On paper, Group F is one of the weaker groups in the tournament, based on world rankings. Sweden is ranked No. 9 in the world, and are the Olympic silver medalists. But Chile is ranked No. 38 and making their Women’s World Cup debut. Thailand is ranked No. 29 and appearing in their second Women’s World Cup after debuting in 2015.

I think you can spin it either way in terms of your group. I think last time around we were in, people labeled it I think the Group of Death. … I think ultimately it all falls on us to be ready and this group knows how to kick that switch in terms of knowing when it’s the knockout. Regardless of who we play in our group, I think we know what’s at stake when it’s win or go home,” Ellis said.

“Whatever teams were rolled out in front of us, you’ve got to play and you’ve got to prepare. I think we will be really locked on because we do know we’ve got to get points in those games. Having played Chile twice [in 2018], it certainly helped, because they were a complete unknown.”

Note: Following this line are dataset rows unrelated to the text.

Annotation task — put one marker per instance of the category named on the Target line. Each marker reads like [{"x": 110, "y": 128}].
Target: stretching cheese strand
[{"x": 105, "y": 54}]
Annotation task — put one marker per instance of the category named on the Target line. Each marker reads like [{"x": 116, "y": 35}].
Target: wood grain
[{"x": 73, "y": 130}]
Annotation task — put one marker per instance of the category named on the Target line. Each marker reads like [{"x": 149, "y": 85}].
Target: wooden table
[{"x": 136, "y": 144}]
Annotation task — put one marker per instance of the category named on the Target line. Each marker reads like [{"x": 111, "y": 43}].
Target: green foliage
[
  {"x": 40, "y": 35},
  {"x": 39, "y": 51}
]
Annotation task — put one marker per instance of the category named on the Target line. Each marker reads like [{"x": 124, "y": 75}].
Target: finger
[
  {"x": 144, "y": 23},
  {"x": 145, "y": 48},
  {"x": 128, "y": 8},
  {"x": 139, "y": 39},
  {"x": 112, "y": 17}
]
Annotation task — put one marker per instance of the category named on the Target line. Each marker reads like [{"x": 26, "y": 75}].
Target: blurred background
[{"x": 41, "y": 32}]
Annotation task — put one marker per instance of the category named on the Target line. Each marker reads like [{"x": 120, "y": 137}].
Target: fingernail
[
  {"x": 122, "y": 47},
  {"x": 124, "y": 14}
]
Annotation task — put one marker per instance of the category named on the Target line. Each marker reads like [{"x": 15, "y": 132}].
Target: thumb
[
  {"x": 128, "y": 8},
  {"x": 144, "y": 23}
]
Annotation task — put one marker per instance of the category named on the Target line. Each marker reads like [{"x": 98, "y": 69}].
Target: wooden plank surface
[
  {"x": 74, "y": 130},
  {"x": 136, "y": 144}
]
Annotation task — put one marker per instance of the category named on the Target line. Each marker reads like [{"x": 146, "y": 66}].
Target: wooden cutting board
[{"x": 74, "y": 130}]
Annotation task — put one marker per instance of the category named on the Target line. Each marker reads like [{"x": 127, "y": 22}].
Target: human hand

Though United States won it all in 2015, Ellis said it’s not about defending a title, it’s about attacking a new one in 2019.

“Some of these players that are going to play in this World Cup weren’t on that team. So they’re not really defending a trophy. They are going to attack a new one. That’s going to be our mindset about this World Cup. Sure, we are quote/unquote the defending champions, but we have to approach this like we are a team that has a unique opportunity. I think we’re incredibly talented. A lot of good things have to fall into place to win a World Cup. It’s really about what’s in front of us than what we’ve done previously,” Ellis said.

For now, the focus is on Game 1 vs. Thailand.

“The most important game is the first one,” Ellis said. “I know everybody says that, but it is because you want to have that good feeling going into that second game, so I think we will come full throttle in the first opening match.”